I have been very lazy lately.
No, I’m serious. In August?
1. I’ve hardly run at all – this is a drastic change from running 20 – 30 miles a week while training for my half-marathon in June.
2. I didn’t send my good friend a birthday card earlier this month.
3. My house is a wreck, and the only reason I did laundry last weekend was a desperate need for a clean pair of jeans.
4. I hadn’t planned a weekly menu all month, until yesterday.
5. Since I didn’t have a menu, I didn’t go grocery shopping.
6. No grocery shopping = no ingredients
7. No ingredients % 2 weeks = a LOT of eating out
As I watched my bank account dwindle and the number on the scale rise, it occurred to me how much eating out actually costs.
First of all, you’re paying a highly marked-up price for the raw materials of the food. And you’re paying someone to cook it. Then for someone to serve it to you, and fill your water glass too. All of that, just during the dining experience. But we all know that, and we know that before, during, and after going out to eat.
But we’re actually paying a lot more than that.

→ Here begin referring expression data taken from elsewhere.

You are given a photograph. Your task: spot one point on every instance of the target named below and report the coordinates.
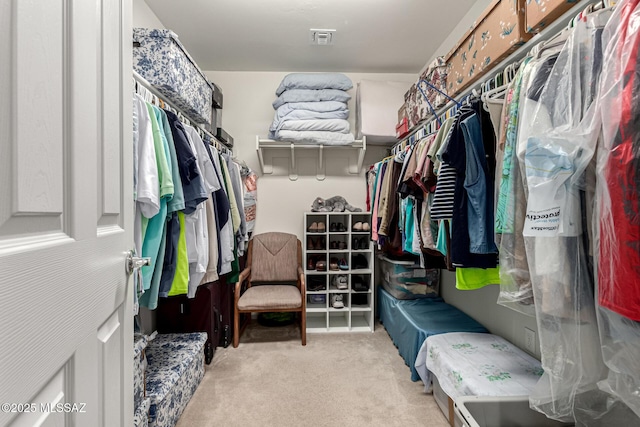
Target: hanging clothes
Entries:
(617, 184)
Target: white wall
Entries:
(144, 17)
(247, 112)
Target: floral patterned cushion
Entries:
(175, 369)
(139, 367)
(141, 416)
(160, 58)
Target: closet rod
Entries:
(141, 80)
(548, 32)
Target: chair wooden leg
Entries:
(236, 328)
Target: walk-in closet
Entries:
(284, 213)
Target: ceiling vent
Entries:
(321, 37)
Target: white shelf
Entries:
(352, 317)
(360, 146)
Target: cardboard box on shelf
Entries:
(540, 13)
(417, 107)
(402, 112)
(498, 31)
(402, 128)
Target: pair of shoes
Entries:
(336, 301)
(316, 245)
(340, 282)
(359, 262)
(317, 299)
(358, 285)
(314, 263)
(316, 283)
(362, 243)
(338, 245)
(321, 265)
(337, 227)
(361, 226)
(317, 227)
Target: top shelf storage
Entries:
(360, 146)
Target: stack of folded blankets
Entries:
(312, 108)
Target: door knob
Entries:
(134, 262)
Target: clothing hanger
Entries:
(437, 90)
(557, 40)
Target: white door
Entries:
(66, 213)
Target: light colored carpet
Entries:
(337, 379)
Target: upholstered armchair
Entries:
(273, 280)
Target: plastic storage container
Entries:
(407, 280)
(160, 58)
(473, 411)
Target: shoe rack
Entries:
(338, 255)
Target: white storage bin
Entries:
(444, 402)
(160, 58)
(472, 411)
(407, 280)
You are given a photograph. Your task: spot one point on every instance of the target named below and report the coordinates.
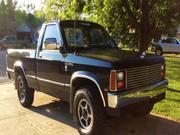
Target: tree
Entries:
(150, 18)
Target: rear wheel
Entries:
(88, 111)
(25, 94)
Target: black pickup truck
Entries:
(78, 62)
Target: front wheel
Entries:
(25, 94)
(88, 111)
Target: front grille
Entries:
(143, 76)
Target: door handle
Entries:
(40, 56)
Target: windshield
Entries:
(87, 35)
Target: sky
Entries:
(23, 3)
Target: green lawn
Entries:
(170, 107)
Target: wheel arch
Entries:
(19, 68)
(81, 78)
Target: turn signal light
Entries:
(117, 80)
(113, 81)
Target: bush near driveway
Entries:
(170, 107)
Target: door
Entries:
(50, 64)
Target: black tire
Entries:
(159, 51)
(25, 94)
(143, 111)
(88, 111)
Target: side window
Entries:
(51, 40)
(173, 41)
(97, 37)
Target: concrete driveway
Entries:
(50, 116)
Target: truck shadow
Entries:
(127, 125)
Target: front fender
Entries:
(89, 76)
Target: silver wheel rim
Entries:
(21, 91)
(85, 114)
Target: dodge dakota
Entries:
(78, 62)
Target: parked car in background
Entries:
(11, 41)
(168, 45)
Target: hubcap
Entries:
(85, 114)
(21, 91)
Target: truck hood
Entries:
(122, 58)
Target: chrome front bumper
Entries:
(137, 95)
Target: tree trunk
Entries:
(144, 26)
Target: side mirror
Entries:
(51, 44)
(61, 50)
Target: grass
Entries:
(170, 107)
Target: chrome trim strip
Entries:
(31, 76)
(53, 82)
(136, 95)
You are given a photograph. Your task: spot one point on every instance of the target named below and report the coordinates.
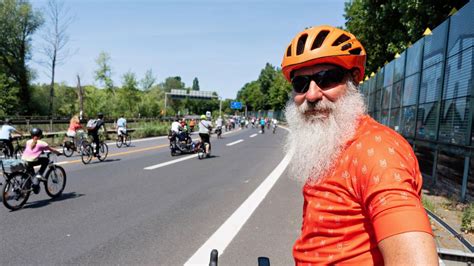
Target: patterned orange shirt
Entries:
(372, 193)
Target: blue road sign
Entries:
(235, 105)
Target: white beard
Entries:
(318, 141)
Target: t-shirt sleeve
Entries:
(390, 187)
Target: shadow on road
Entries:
(42, 203)
(105, 161)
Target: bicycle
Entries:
(201, 150)
(69, 145)
(89, 151)
(17, 149)
(19, 182)
(214, 259)
(124, 139)
(4, 150)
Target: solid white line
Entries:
(224, 235)
(169, 162)
(235, 142)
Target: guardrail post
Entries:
(51, 129)
(465, 176)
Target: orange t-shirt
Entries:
(372, 193)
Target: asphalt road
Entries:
(117, 212)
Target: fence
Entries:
(426, 94)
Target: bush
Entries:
(151, 130)
(467, 219)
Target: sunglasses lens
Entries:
(329, 78)
(300, 83)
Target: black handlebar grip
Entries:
(214, 255)
(263, 261)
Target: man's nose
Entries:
(314, 93)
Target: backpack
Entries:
(91, 124)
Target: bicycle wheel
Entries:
(86, 154)
(128, 140)
(16, 191)
(55, 181)
(67, 150)
(5, 153)
(119, 142)
(103, 151)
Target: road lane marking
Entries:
(119, 153)
(224, 235)
(235, 142)
(169, 162)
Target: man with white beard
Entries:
(362, 183)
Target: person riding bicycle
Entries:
(262, 125)
(33, 149)
(362, 182)
(74, 126)
(121, 125)
(205, 127)
(93, 127)
(6, 135)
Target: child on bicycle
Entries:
(34, 148)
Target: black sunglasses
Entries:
(325, 79)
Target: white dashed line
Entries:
(224, 235)
(169, 162)
(235, 142)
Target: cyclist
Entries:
(6, 135)
(121, 126)
(262, 125)
(74, 125)
(362, 183)
(33, 149)
(205, 127)
(93, 127)
(192, 123)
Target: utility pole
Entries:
(81, 98)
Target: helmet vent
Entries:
(355, 51)
(301, 43)
(319, 39)
(341, 39)
(346, 46)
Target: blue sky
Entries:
(224, 43)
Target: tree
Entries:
(388, 27)
(55, 40)
(104, 73)
(18, 22)
(148, 80)
(128, 95)
(279, 92)
(195, 84)
(173, 83)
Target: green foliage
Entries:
(388, 27)
(269, 91)
(8, 96)
(18, 22)
(104, 72)
(172, 83)
(151, 129)
(195, 84)
(467, 222)
(148, 80)
(280, 91)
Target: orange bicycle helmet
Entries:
(324, 45)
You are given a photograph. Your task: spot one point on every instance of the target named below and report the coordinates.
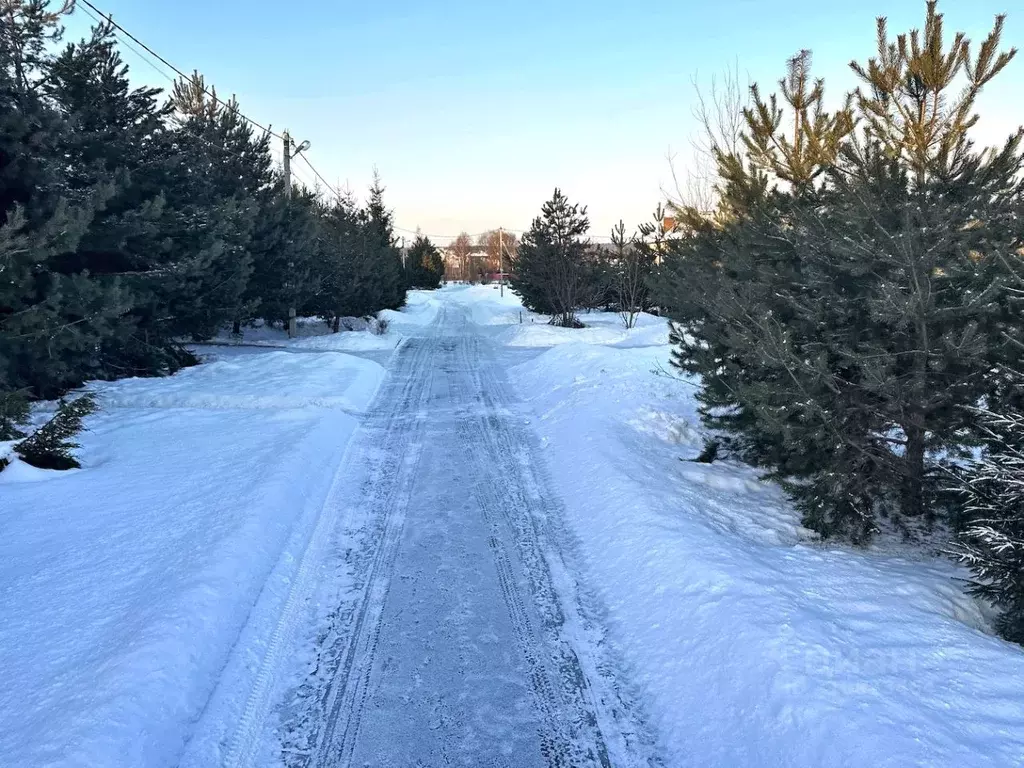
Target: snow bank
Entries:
(754, 645)
(421, 308)
(127, 584)
(265, 380)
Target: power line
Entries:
(110, 19)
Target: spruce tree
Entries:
(424, 266)
(552, 266)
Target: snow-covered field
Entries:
(125, 586)
(753, 644)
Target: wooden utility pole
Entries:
(287, 163)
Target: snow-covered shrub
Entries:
(51, 445)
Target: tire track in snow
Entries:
(246, 740)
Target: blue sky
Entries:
(473, 111)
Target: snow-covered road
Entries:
(452, 630)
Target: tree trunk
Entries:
(913, 471)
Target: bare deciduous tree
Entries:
(491, 242)
(462, 254)
(633, 260)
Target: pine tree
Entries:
(552, 266)
(849, 298)
(386, 280)
(991, 542)
(423, 264)
(50, 318)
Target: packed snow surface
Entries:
(517, 500)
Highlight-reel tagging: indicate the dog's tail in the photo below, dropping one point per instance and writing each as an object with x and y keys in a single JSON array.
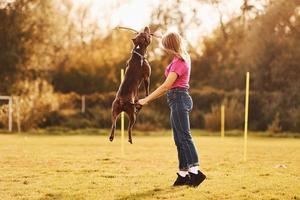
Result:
[{"x": 138, "y": 106}]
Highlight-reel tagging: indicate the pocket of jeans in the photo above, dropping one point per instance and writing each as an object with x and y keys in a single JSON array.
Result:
[{"x": 188, "y": 103}]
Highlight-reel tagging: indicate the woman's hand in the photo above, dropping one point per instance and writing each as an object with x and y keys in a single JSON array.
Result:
[{"x": 143, "y": 101}]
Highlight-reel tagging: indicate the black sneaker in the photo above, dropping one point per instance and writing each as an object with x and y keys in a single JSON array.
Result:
[
  {"x": 181, "y": 180},
  {"x": 196, "y": 179}
]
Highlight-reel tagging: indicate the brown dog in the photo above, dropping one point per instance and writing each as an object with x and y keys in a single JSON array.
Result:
[{"x": 137, "y": 71}]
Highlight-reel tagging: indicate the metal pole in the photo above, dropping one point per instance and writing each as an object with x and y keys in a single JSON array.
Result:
[
  {"x": 246, "y": 115},
  {"x": 10, "y": 114},
  {"x": 18, "y": 114},
  {"x": 122, "y": 119},
  {"x": 222, "y": 121},
  {"x": 83, "y": 104}
]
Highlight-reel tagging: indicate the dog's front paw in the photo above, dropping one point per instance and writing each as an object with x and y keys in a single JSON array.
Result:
[
  {"x": 111, "y": 138},
  {"x": 130, "y": 140}
]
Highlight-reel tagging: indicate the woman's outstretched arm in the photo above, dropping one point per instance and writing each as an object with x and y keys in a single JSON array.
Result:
[{"x": 171, "y": 78}]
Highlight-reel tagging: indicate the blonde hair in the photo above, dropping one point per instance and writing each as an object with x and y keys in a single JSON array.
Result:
[{"x": 173, "y": 44}]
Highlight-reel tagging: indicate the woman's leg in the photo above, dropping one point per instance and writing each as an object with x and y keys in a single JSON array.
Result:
[
  {"x": 181, "y": 128},
  {"x": 183, "y": 166}
]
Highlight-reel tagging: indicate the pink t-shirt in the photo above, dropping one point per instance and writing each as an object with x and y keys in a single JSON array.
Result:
[{"x": 182, "y": 69}]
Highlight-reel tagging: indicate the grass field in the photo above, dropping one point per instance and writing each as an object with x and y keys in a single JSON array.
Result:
[{"x": 90, "y": 167}]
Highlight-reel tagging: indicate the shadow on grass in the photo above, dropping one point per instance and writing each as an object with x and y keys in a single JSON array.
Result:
[{"x": 151, "y": 193}]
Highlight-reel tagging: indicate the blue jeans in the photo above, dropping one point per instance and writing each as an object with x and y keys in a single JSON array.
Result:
[{"x": 180, "y": 103}]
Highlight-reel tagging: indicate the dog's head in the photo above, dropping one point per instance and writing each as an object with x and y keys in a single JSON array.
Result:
[{"x": 143, "y": 39}]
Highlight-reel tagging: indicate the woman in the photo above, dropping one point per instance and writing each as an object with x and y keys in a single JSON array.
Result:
[{"x": 180, "y": 102}]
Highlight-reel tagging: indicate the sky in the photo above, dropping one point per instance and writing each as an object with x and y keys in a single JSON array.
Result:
[{"x": 136, "y": 13}]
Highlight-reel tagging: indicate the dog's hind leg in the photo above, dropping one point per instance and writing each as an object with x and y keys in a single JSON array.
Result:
[
  {"x": 115, "y": 114},
  {"x": 147, "y": 85},
  {"x": 132, "y": 119}
]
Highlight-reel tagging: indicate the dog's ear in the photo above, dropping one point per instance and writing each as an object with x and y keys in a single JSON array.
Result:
[{"x": 147, "y": 30}]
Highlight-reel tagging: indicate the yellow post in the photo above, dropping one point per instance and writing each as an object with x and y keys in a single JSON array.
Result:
[
  {"x": 122, "y": 119},
  {"x": 246, "y": 115},
  {"x": 222, "y": 121}
]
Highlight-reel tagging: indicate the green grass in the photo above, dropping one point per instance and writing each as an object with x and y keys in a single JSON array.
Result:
[{"x": 90, "y": 167}]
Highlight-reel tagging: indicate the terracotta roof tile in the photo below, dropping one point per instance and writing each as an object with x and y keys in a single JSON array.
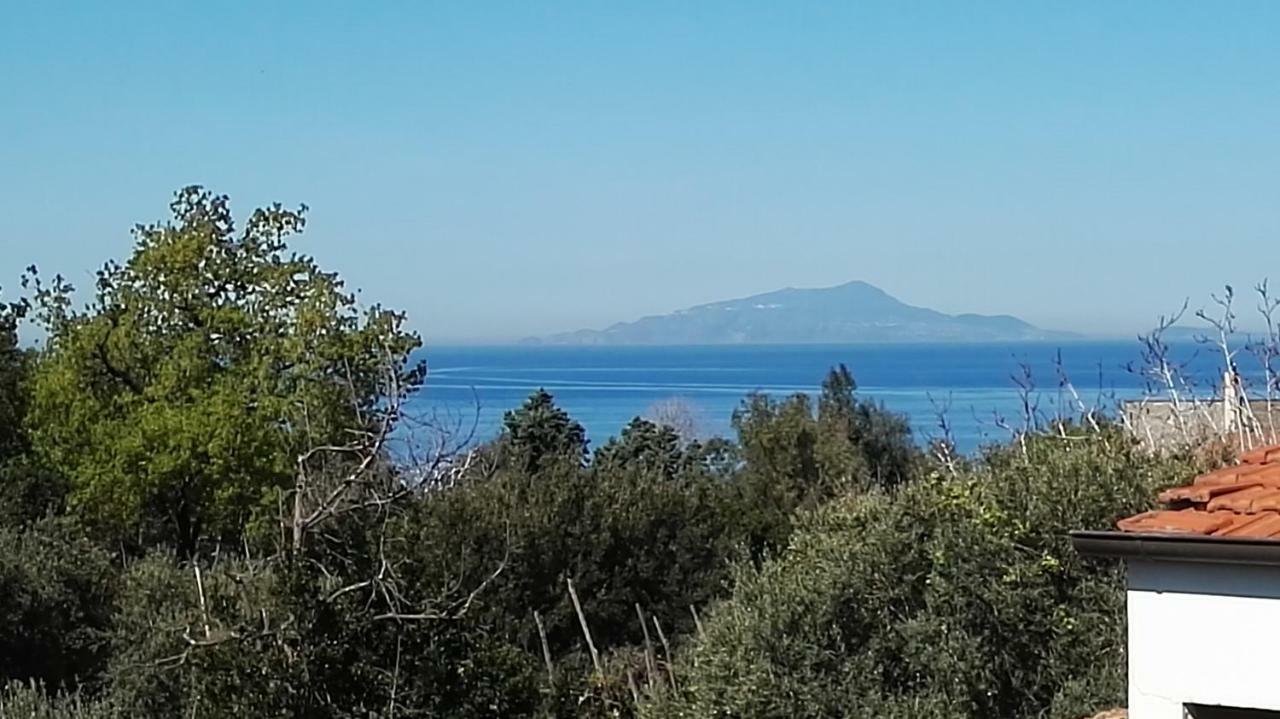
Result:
[{"x": 1242, "y": 500}]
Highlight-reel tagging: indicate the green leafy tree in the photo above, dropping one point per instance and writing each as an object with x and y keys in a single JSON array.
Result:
[
  {"x": 882, "y": 438},
  {"x": 14, "y": 363},
  {"x": 179, "y": 399},
  {"x": 56, "y": 592},
  {"x": 955, "y": 596},
  {"x": 539, "y": 433}
]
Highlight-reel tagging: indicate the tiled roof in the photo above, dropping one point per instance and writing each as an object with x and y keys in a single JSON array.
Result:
[{"x": 1242, "y": 500}]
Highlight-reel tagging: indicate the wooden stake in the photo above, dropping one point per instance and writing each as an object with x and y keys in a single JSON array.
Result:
[
  {"x": 698, "y": 622},
  {"x": 547, "y": 649},
  {"x": 586, "y": 631},
  {"x": 204, "y": 609},
  {"x": 648, "y": 646},
  {"x": 666, "y": 649},
  {"x": 631, "y": 685}
]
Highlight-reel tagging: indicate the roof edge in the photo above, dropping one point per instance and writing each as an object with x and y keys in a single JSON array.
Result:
[{"x": 1178, "y": 548}]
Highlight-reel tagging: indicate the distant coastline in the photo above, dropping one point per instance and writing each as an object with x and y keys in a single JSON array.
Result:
[{"x": 855, "y": 312}]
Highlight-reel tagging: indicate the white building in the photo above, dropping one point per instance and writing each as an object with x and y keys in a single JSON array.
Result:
[{"x": 1203, "y": 595}]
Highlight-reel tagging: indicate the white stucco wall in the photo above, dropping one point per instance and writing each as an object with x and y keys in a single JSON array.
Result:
[{"x": 1202, "y": 633}]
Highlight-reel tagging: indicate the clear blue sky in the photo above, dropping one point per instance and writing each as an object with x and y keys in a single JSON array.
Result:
[{"x": 503, "y": 169}]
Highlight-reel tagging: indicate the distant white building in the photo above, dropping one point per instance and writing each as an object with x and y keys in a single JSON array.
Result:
[{"x": 1203, "y": 595}]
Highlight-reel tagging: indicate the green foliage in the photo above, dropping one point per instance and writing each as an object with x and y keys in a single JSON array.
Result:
[
  {"x": 177, "y": 402},
  {"x": 622, "y": 536},
  {"x": 21, "y": 700},
  {"x": 956, "y": 596},
  {"x": 796, "y": 458},
  {"x": 539, "y": 433},
  {"x": 55, "y": 604},
  {"x": 273, "y": 641},
  {"x": 13, "y": 369}
]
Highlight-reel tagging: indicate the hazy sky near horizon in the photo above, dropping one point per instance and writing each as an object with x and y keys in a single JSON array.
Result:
[{"x": 503, "y": 169}]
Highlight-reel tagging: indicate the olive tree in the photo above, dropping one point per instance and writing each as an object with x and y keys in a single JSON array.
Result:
[{"x": 205, "y": 374}]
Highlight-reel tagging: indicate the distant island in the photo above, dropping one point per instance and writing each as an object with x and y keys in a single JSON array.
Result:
[{"x": 853, "y": 312}]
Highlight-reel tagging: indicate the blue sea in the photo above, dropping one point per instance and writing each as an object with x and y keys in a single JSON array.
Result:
[{"x": 606, "y": 387}]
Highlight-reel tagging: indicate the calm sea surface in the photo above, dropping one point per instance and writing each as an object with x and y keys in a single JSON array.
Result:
[{"x": 606, "y": 387}]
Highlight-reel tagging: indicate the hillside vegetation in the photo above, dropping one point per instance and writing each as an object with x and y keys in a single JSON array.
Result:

Monetarily? Topping the actual cost of the meal, we have lost opportunity costs. I have posted before about brown-bagging my lunches. Often, after eating out, I won’t have anything to bring the next day. This may be because R and I split a dish, or perhaps the meal won’t keep well. In either case, I am left without a lunch to bring to work.
I realize that many people who brown-bag it stock their pantries with various items that will make a nice, healthy lunch. We don’t. I tend to plan our weekly menus, and we will grocery shop, weekly, for only those items needed for the menu. Everything we cook, it is assumed we will double, to provide us with a lunch the next day. My menu tactic is typically very effective - and if I buy a loaf of bread for work-lunch backup, it will mold.
Since I don’t have leftovers to bring, and also have no backup plan, that means I have to go out and buy something. This costs more money.
And on top of the money I’m spending, how about the weight that I’m gaining? Restaurant meals are almost always less healthy for you than cooking at home. At home, you choose how much butter and oil to use. The chef just wants to make it taste good; he’s not counting the calories as he dumps the cheese on. Then, eating out the next day! Instead of an occasional diet-splurge, it just turned into a double-header.
One more – the post-workday workout. When I run, it’s usually after work. If I eat a cheeseburger for lunch, guess what? I don’t feel like exercising when I get home. My stomach feels heavy, and my energy feels low. So eating out is also costing me in the exercise department.
Don’t get me wrong – I enjoy eating out. It’s just a little shameful for me when eating out becomes more routine that special occasion. When poor planning forces me to sacrifice my budget, my diet, and my exercise.